Incensed by the threats, graduate students decided to escalate to a full strike. Alongside teaching assistants, instructors, readers, and graders who participated in the grading strike, graduate research assistants will also be withholding their labor in this escalation.
‘GIVE THEM COLA’
The strike has drawn support from Santa Cruz councilmembers, the local and national labor and academic community, students on other UC campuses, and most importantly, workers, faculty and undergraduate students on our own campus.
Many undergrads wrote “Give them COLA” on their final papers and exams—the grades for which they are yet to receive.
At the time of writing, more than 1,400 undergrads have signed a petition in solidarity refuting the chancellor’s claim that they are “harmed” by the strike. Hundreds of faculty members and entire departments came out with statements of support for the striking graduate students, and promised not to retaliate against strikers, despite the pressure from the administration. Other unions and workers on campus have vocally supported and endorsed our strike.
ON OUR TERMS
The UCSC administration has mostly been quiet since the strike began, except for a few emails. Despite the repeated attempts by the students, admin has continuously refused to come to the table, arguing that any negotiation would be illegal while student workers have a union contract that is in effect until 2022.

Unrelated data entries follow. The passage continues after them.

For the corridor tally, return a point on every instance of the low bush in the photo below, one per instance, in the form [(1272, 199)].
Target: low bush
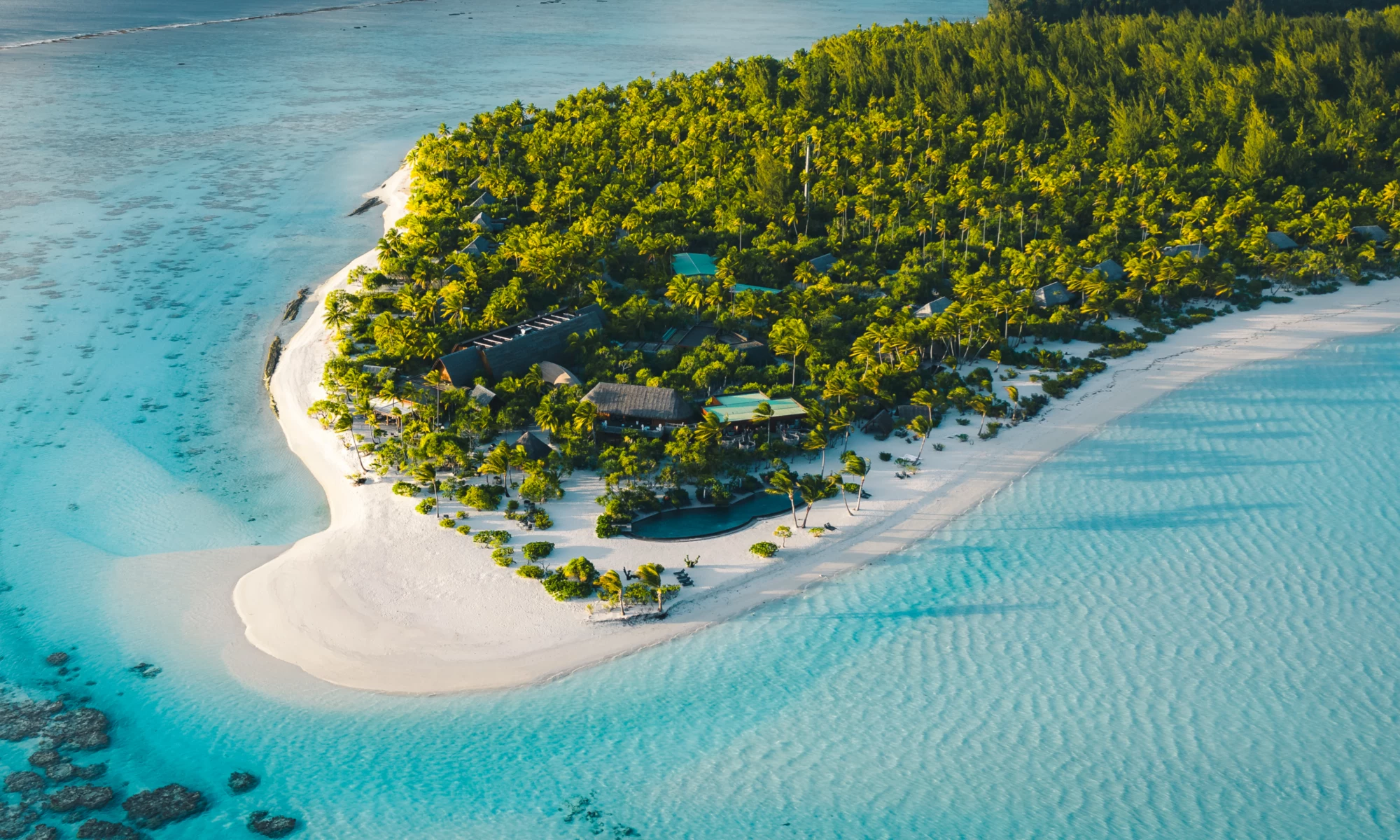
[(537, 551), (493, 538), (607, 527), (484, 498), (564, 589)]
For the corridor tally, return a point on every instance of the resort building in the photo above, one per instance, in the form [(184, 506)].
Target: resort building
[(822, 265), (517, 348), (639, 410), (1111, 270), (479, 246), (1196, 250), (933, 309), (536, 449), (1054, 295), (694, 265)]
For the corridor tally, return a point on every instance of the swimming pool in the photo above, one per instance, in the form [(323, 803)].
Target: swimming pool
[(696, 523)]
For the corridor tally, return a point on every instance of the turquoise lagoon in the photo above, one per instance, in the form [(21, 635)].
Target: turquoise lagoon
[(1185, 626)]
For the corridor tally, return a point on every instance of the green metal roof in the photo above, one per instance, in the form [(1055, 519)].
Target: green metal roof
[(737, 408), (694, 265)]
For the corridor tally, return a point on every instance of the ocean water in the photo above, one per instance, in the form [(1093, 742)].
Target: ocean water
[(1185, 626)]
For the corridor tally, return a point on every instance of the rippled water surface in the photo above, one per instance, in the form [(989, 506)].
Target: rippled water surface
[(1182, 628)]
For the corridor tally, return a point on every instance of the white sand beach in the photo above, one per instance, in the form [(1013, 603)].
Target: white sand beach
[(386, 600)]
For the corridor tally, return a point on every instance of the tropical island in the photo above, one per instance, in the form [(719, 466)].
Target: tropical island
[(668, 309)]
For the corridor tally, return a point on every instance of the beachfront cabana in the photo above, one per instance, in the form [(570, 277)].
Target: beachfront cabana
[(738, 410), (514, 349), (1054, 295), (933, 309), (1111, 270), (1196, 250), (639, 408), (694, 265), (479, 246), (485, 220)]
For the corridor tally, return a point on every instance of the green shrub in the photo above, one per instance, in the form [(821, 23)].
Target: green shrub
[(493, 538), (538, 551), (565, 589), (484, 498)]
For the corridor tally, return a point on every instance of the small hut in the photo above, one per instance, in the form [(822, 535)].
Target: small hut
[(1054, 295), (638, 408), (536, 449)]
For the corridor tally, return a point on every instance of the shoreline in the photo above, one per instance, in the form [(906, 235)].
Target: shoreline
[(387, 601)]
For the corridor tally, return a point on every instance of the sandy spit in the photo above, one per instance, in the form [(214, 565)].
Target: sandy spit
[(387, 601)]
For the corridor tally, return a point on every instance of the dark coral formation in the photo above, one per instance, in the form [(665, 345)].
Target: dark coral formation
[(152, 810), (88, 797), (271, 827), (241, 782)]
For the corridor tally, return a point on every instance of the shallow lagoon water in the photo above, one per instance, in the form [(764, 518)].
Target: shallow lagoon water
[(1184, 628)]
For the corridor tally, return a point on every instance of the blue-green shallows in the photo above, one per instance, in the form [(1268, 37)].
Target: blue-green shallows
[(696, 523)]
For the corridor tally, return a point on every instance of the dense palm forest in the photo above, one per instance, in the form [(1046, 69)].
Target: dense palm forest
[(975, 162)]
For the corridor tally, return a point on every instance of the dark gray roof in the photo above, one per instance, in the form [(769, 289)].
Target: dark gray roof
[(640, 402), (1111, 270), (536, 449), (1196, 250)]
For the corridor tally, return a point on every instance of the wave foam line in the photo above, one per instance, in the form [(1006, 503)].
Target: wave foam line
[(253, 18)]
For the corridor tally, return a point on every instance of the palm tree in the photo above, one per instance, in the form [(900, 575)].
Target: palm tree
[(500, 461), (586, 418), (338, 312), (860, 468), (611, 583), (709, 430), (920, 426), (783, 484), (927, 398), (650, 575), (814, 489), (790, 338)]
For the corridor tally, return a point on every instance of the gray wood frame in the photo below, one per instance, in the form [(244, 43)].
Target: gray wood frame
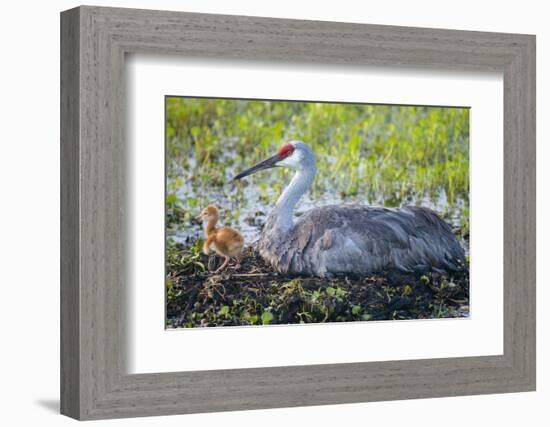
[(94, 41)]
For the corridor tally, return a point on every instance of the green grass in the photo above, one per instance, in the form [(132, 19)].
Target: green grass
[(376, 154)]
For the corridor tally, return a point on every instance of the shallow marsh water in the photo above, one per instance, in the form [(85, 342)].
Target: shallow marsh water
[(377, 155)]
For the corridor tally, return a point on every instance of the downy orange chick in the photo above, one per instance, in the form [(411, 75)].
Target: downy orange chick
[(227, 241)]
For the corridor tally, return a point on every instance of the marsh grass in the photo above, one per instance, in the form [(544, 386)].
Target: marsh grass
[(373, 154)]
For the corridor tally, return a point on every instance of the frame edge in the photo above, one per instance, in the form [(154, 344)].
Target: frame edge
[(70, 390)]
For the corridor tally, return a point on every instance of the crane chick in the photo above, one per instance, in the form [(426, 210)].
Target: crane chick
[(227, 241)]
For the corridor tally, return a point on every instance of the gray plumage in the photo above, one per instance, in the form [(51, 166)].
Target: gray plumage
[(356, 239), (350, 239)]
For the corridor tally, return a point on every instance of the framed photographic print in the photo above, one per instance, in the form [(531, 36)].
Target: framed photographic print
[(296, 212)]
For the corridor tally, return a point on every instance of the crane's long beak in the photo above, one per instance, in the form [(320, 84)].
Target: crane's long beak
[(265, 164)]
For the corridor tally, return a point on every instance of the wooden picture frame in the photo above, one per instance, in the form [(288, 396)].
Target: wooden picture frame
[(94, 382)]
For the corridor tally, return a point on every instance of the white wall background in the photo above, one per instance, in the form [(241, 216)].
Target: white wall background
[(29, 224)]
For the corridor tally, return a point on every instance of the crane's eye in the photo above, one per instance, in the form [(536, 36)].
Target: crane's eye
[(286, 150)]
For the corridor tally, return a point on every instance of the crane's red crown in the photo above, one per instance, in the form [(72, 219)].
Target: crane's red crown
[(286, 150)]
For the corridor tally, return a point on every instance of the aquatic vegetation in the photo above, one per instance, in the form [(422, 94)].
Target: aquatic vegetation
[(372, 154), (256, 296)]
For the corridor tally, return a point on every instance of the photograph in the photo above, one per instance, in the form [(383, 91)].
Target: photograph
[(293, 212)]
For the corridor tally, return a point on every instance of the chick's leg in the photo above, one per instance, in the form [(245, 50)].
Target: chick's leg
[(223, 265)]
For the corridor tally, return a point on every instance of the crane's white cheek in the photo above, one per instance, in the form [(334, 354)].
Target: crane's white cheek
[(291, 161)]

Yet after the statewide UAW 2865 leaders issued a letter demanding that the UC bargain over the cost of living, a meeting between management and the statewide union was called for February 5. The situation in Santa Cruz was discussed at length, but no COLA offer has been made.
UCSC graduate students have made it clear both to the administration and statewide union leaders that the only people who have the power to stop the strike are the strikers themselves. The strike will only end the way it began; any offer made by the administration will be put to a vote by all graduate students. Until then, we strike.